I guess this is a general issue: a solid state drive will dramatically improve the performance of the operating system first and foremost, and of the MC program, and any other program, that is for sure. I was not convinced till I tried, and upgraded my OS hard drive to a solid state. I could not believe how much better was the performance with same motherboard, same processor and same memory. I have also revived an old laptop to make it run decent again replacing the hard drive with solid state.
I am talking about Windows installed directly on a PC, not on Mac, through Bootcamp.
I am not sure if Bootcamp will activate all the features of a solid state that makes it faster, like "TRIM" or "Rapid mode". I would say, if you cannot activate these options under Bootcamp forget about it, you will get a marginal improvement that will not justify the investment.
Plus, each solid state drive comes with a mirroring program that makes it easier tomake the change, you create a mirror image of your current hard drive on the new solid state, than you just swap drives. Not sure if this mirroring works on Bootcamp properly.
About the library? Well of course it will run faster and more reliable on a solid state, but you will have to spend a significant amount of money to have the space required on a NAS, not to mention that you will need a special NAS for solid state drives.
What about your network components? are you sure that those are not the culprits of the low performance you mention?
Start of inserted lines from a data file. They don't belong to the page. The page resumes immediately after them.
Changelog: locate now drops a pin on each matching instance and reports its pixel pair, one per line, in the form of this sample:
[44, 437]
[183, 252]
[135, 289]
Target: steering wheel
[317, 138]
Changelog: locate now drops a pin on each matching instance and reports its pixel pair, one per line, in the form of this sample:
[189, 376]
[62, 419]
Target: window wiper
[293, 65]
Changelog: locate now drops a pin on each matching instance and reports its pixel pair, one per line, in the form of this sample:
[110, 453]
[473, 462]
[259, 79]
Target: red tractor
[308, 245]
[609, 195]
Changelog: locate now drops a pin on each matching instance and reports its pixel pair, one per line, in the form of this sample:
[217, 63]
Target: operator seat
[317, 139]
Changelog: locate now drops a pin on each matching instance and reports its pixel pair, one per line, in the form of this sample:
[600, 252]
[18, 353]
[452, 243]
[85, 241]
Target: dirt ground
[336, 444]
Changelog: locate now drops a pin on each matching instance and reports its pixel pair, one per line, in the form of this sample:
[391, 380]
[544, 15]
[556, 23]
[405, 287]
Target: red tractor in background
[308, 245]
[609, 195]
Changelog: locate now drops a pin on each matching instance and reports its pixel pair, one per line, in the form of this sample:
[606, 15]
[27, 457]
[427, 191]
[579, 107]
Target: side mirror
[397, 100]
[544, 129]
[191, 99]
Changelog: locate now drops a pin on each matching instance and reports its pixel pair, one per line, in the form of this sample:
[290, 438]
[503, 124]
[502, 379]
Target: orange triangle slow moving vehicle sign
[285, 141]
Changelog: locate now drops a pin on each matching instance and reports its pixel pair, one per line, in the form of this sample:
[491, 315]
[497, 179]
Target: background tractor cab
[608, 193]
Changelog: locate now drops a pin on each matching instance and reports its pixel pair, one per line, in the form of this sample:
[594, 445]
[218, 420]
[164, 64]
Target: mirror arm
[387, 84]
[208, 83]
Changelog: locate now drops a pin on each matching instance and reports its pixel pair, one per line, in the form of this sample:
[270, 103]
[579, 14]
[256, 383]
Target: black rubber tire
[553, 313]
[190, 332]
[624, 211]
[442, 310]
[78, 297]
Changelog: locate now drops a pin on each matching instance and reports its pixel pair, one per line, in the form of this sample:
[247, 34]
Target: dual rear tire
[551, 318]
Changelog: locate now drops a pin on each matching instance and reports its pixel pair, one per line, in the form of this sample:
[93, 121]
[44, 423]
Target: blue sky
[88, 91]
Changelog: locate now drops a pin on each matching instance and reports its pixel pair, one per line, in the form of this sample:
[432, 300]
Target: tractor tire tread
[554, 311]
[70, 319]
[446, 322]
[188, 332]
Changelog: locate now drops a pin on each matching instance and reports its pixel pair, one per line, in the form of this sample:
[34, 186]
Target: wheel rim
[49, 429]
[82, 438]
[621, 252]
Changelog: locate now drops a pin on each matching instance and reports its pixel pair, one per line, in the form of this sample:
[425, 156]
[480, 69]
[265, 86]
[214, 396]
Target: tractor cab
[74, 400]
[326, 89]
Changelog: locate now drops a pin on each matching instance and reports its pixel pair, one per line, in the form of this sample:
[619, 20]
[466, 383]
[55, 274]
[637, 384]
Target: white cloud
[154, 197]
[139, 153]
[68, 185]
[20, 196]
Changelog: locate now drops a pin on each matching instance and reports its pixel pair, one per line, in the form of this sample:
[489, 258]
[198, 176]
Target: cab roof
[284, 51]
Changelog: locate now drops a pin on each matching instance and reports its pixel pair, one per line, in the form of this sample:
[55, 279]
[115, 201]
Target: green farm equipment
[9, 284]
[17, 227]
I would say, before spending any money look carefully at ALL the components of your system, not only the MAC hard drive or the NAS and determine what is the bottleneck. It may be very well be your router, or NAS network card, or Mac network card, it may be very well be Bootcamp itself. Network components evolved exponentially from 2010. And any operating system and program installed on an emulated drive (what Bootcamp is doing) will always run slower than installed on a dedicated "native" drive.